The Secret History Files

A Touhou Project Fic in the Danmakuverse by Achariyth


Chapter 6: All In the Name of Goodbye

I should have dove out a window right then.

Stuck between a magical slaver wearing my face and youkai wearing a barrel-chested archer as a second skin, I instead scurried away from both, stumbling over the debris that Kotohime's earlier pillaging had strewn across the straw mats.

The youkai, an enemy of mine almost as ancient as Kaguya, keened like a hawk. A nimbus of coiling black smoke billowed around her. Or should that be him in that new body? I never could get the grammar of possession right. He licked his lips, savoring the fear stench roiling from my body. The History monster, on the other hand, wore an expression I'd seen Miyako use to entertain herself at court, back when I still had family:

Let's you and him fight.

I'll pass on that sucker's bet. It took a dozen deaths after my last fight with this soul-stealing youkai before those scars finally faded.

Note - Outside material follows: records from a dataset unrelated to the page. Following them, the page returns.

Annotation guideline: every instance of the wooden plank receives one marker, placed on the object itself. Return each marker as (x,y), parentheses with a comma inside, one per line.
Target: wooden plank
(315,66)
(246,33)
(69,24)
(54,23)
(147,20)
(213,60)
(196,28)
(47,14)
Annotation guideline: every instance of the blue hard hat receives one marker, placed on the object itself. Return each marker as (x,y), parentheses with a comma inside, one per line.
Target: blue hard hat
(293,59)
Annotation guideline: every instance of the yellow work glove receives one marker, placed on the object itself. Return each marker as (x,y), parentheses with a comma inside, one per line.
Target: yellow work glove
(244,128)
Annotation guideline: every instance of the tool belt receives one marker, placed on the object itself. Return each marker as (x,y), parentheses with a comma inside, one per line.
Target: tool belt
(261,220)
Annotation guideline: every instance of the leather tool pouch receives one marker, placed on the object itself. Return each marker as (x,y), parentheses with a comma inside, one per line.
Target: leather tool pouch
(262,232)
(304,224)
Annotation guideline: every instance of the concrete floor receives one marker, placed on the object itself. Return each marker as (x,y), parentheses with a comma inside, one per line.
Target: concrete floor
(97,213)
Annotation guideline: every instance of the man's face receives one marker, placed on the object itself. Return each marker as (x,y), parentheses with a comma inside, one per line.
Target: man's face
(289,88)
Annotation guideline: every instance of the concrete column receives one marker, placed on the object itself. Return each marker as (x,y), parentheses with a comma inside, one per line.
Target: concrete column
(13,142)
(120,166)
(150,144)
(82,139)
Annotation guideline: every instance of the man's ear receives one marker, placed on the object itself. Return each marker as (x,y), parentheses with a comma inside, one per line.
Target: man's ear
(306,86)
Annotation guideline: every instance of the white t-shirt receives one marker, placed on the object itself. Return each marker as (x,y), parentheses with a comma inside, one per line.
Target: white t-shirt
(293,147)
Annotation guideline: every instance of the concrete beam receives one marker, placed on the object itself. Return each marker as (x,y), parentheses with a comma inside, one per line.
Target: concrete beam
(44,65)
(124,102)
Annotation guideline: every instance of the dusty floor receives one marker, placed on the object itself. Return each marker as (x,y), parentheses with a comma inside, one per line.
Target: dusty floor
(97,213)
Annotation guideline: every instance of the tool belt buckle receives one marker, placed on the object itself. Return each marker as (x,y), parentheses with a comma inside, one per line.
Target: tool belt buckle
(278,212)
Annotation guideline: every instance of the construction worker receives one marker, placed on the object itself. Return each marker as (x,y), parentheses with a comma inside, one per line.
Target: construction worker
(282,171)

The possessed archer glanced between my mirror image and I before charging the Secret History woman.

I ran through the smoke and out the door, bounced off of a wall, and dove into the kitchen. As smoke trails and danmaku whizzed past, I ransacked the drawers. A stack of pots, pans, rice, and even canola oil grew high on the counter.

Where were the knives? I'd even settle for a rolling pin as a club. But the drawers were empty of anything useful.

Wood splintered as something heavy crashed into the wall, rattling dishes and pans. That Secret History woman, for all the tricks that Keine complained about, might as well have been a fairy before the fury of that youkai.

I clawed at a latch on a cupboard and jumped out of the way as the dishwasher fell open. Finally, a chef's knife! That went on the counter, never outside of my arm's reach.

I chewed on my lip and the rice. With enough time, I could turn that into a scalding slurry almost impossible to claw off. Kaguya had taught me that trick and many other kitchen nightmares the hard way.

My twin tumbled out into the hallway, and smacked against the wall. She wobbled to her feet and dashed past the kitchen.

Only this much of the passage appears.